In Quentin Tarantino’s Grindhouse exploitation car-chase flick Death Proof, he made a point to not use any CGI during the daring and dangerous stunts–just like in Bullit and The French Connection. So when Zoe Bell (an accomplished stunt woman playing herself) is clinging for dear life to the hood of the Dodge Challenger, it’s the real Zoe Bell on the hood as the car races along and is battered by Kurt Russell’s death-proof Charger. Tarantino’s instinct was that seeing a real person on a real car would give the scene much more emotional impact.
[WARNING: The clip below contains the usual Tarantino foul language, but the stunt work by Bell is fantastic.]
And in 1992 Francis Ford Coppola purposefully turned his back on the sort of post-production visual effects his old pal George Lucas had helped pioneer. Coppola shot all of Bram Stoker’s Dracula “in camera,” meaning that every special effect on the screen–weird shifting shadows, a shot of a train going through the mountains, even Dracula turning into a pile of rats–was done right there on the set, in real time, sometimes using elaborate and old-fashioned in-camera twists and tricks.
You can see several of those in-camera effects in this, the original Dracula trailer:
Coppola wanted his Dracula to hearken back to the sense of magic and “how’d they do that?!” wonder found in the early days of film. Other directors feel that they get better performances from their actors when the actors are reacting to effects happening right before their eyes–not months later in a computer shop. (Fortunately George Lucas has never worried about acting performances in his films.)

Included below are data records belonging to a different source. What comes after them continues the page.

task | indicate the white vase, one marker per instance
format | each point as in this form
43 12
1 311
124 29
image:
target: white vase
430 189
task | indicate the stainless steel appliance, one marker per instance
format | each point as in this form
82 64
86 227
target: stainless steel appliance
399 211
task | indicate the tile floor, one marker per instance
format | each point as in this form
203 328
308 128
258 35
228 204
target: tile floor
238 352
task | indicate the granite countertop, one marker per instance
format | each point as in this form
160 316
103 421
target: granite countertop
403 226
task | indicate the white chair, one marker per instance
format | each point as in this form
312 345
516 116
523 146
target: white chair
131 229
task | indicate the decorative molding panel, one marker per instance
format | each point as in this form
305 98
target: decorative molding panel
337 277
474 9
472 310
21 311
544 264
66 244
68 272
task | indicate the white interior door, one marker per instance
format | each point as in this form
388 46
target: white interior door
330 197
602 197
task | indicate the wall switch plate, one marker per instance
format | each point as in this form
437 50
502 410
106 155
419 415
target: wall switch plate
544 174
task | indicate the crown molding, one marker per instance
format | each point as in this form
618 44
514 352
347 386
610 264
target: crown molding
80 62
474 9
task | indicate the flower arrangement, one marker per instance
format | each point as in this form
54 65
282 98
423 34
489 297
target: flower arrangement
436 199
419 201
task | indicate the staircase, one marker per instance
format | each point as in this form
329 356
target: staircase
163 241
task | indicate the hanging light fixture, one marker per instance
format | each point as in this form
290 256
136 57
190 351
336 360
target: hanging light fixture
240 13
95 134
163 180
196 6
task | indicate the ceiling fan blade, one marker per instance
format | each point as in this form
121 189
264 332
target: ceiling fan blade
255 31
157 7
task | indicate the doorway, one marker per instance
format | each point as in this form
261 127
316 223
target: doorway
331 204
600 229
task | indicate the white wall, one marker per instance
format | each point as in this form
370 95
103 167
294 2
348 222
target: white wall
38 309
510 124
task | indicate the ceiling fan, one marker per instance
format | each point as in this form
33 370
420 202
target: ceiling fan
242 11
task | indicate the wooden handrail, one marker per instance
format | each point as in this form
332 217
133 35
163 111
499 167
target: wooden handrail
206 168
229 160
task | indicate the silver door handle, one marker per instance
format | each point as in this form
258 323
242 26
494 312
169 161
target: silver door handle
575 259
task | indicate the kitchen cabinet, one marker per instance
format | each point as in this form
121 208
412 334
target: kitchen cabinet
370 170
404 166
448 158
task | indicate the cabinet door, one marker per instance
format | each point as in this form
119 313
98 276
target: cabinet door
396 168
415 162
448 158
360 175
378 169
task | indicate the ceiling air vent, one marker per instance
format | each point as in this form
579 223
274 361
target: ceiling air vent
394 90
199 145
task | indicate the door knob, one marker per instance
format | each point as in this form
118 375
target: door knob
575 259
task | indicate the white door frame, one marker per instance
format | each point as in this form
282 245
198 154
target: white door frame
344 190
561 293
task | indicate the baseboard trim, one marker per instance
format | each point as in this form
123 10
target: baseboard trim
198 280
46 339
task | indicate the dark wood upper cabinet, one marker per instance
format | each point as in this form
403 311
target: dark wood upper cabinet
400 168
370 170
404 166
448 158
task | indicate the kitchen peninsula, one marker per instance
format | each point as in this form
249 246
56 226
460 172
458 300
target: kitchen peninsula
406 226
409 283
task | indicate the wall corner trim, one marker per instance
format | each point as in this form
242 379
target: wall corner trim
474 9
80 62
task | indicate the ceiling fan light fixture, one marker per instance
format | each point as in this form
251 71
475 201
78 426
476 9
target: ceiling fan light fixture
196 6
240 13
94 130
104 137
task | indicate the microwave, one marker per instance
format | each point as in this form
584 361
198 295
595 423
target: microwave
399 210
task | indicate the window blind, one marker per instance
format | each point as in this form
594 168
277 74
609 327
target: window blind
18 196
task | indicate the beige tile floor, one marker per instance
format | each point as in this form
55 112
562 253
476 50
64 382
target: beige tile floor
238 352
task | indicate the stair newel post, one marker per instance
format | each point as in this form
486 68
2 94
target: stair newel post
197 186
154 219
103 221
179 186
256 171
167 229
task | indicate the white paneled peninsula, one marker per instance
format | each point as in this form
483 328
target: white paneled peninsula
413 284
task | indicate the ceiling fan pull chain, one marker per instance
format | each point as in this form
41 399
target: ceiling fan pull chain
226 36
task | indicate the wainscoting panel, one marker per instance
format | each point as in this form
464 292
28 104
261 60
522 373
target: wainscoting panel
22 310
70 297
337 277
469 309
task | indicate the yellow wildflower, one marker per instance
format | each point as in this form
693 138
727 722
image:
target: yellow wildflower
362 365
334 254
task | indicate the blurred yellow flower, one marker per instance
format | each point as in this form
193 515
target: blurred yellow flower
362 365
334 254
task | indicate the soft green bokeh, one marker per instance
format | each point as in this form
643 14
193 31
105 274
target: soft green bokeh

And still others simply feel that real, on-set practical effects have a “weight” and authenticity to them that CGI, no matter how perfect and realistic it becomes, does not. Christopher Nolan tries to shoot as much of his Batman films practically as he can, in order to further ground the fantastical superhero tales in the real world.
After all, if you’re really being doused on set with actual high-pressure black goop, it’s not hard to look shocked and grossed out. Even if it is chocolate-flavored.